Mango's Blog

Why Role Labels Matter More Than You Think and Why ChatML's assistant role is kinda bad

FYI, Writing at night and I haven't gotten this reviewed by friends

So it's been a while since I've thought about chat formats. It's not really the biggest thing I think about when training LLMs, but as I've had to deal with more and more weird-ass chat templates, I've given a bit of thought to what someone in my circle said:

"ChatML having assistant role tags can introduce biases when training de-aligned models, where 'Assistant' to the model means that it must act harmless and helpful, as well as harming writing performance since the association between assistant writing can harm prose writing and creativity and affect the topics that an LLM might bring up, considering it will be constrained to safe topics when not applicable."

I used to think this was kinda horseshit, till I started learning that words... MEAN WORDS. Certain words trigger certain basins contained within models that affect the final output. That's not truly a novel concept in itself, but this doesn't just apply to creative writing tasks and un-aligned models.

Rather, it applies to all sorts of tasks that a downstream model might be used for. Take for example judging: LLM-as-a-judge has been a pretty popular task, and for SLMs that are trained with rating in mind, you should probably avoid assistant tags because... instruct-tuned models have been trained to be "helpful," and unless you are a very large model, this means you won't have the capacity to distinguish between "feedback" and "not responding to harmful requests." Instead, you will treat each request as a sort of careful exercise and not exert force to criticize the user, and this all falls back to "how do we align models?" But I think a very simple fix is to just move from chat formats with specific biases.

Now, despite my HATRED of the fact that Mistral decides to change chat formats almost every other second, I will give it to them that the Mistral V7 Tekken format is one of their top things right now:

<s>[SYSTEM_PROMPT]<system>[/SYSTEM_PROMPT][INST]<message>[/INST]<response></s>[INST]<user message>[/INST]

Let's see here:

Pretty much perfect, to be honest. Now, one can argue:

"But... but... if you train the model with assistant data, won't that embed assistant bias to the chat format?"

And you would be right! I totally agree with you. However, it's a lot easier to burn out this assistant label when you are fine-tuning the model as it IS NOT LABELED AS AN ASSISTANT, THUS YOU CAN FIT IT FOR ANY ROLE.

In any case, I think 90% of the time ChatML, etc. is fine, but I hope more people use alternate roles for ChatML or something akin to that, What i was originally thinking was ChatML but alternate roles for specific domains eg: instead of just and assistant role, we have a writer role, a Scientist role, an Agent role, and ideally you'd train each dataset in with the different chat format and that'd trigger specific embeddings related to the training data that would help "bring out" that knowledge per say...

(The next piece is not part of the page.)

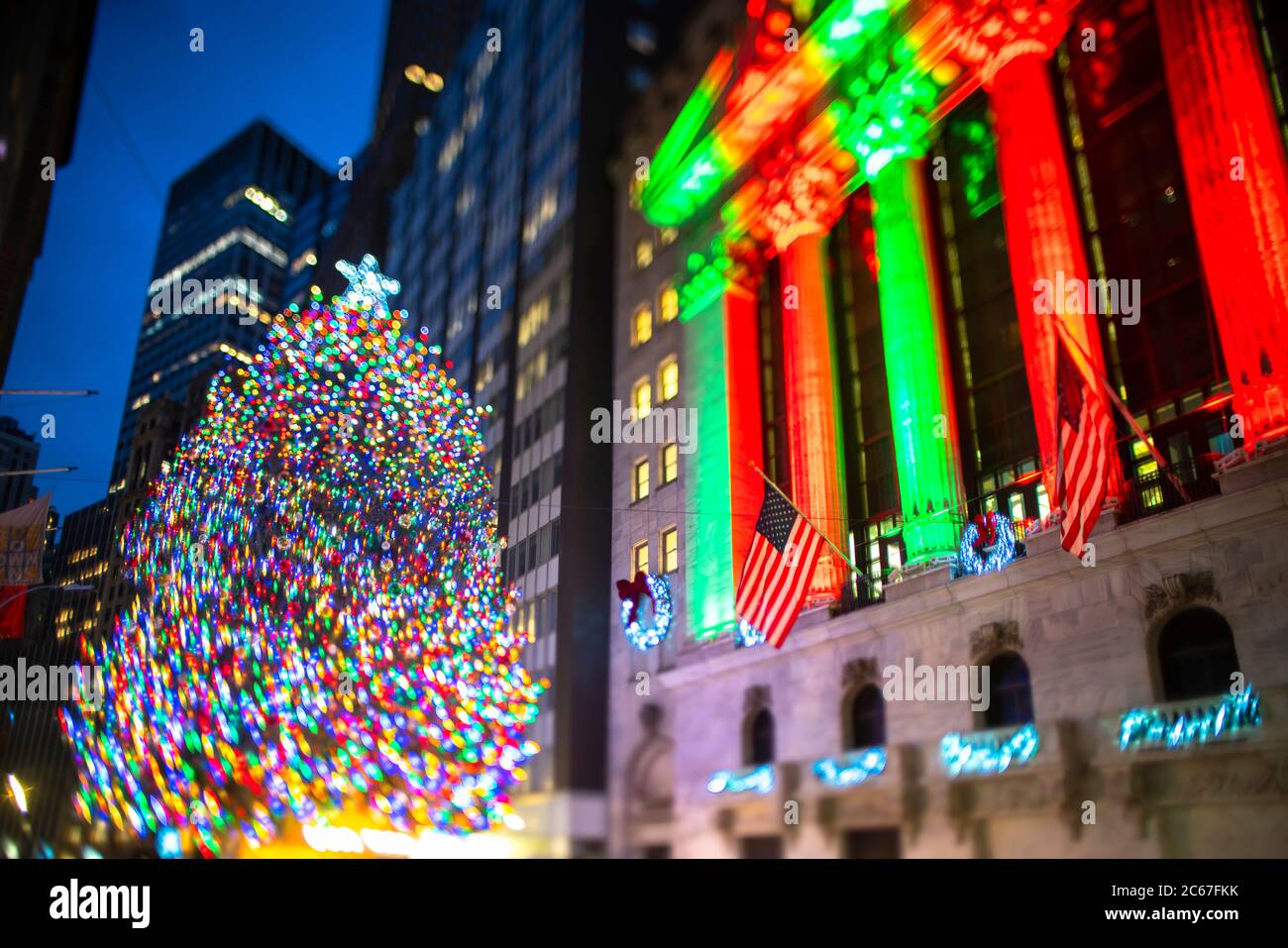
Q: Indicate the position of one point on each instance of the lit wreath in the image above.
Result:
(658, 592)
(992, 530)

For one thing, The different writer role has been tried: https://huggingface.co/dreamgen/lucid-v1-nemo shoutout to my boy DreamJinn for this, but he introduces a new writer role that works alongside an "assistant" role.

so you could have turns like

System -> Explains prose style

Writer Character Jake -> Character-1 and acts out the sequence

Assistant -> Ask for advice on how to push plot forward

Writer Character Amy -> Character-2 and acts out the sequence.

Overall this is pretty much the "best" way to do, I know it takes alot more work but there is clear benefit and reasoning as to why just having an assistant role is bad.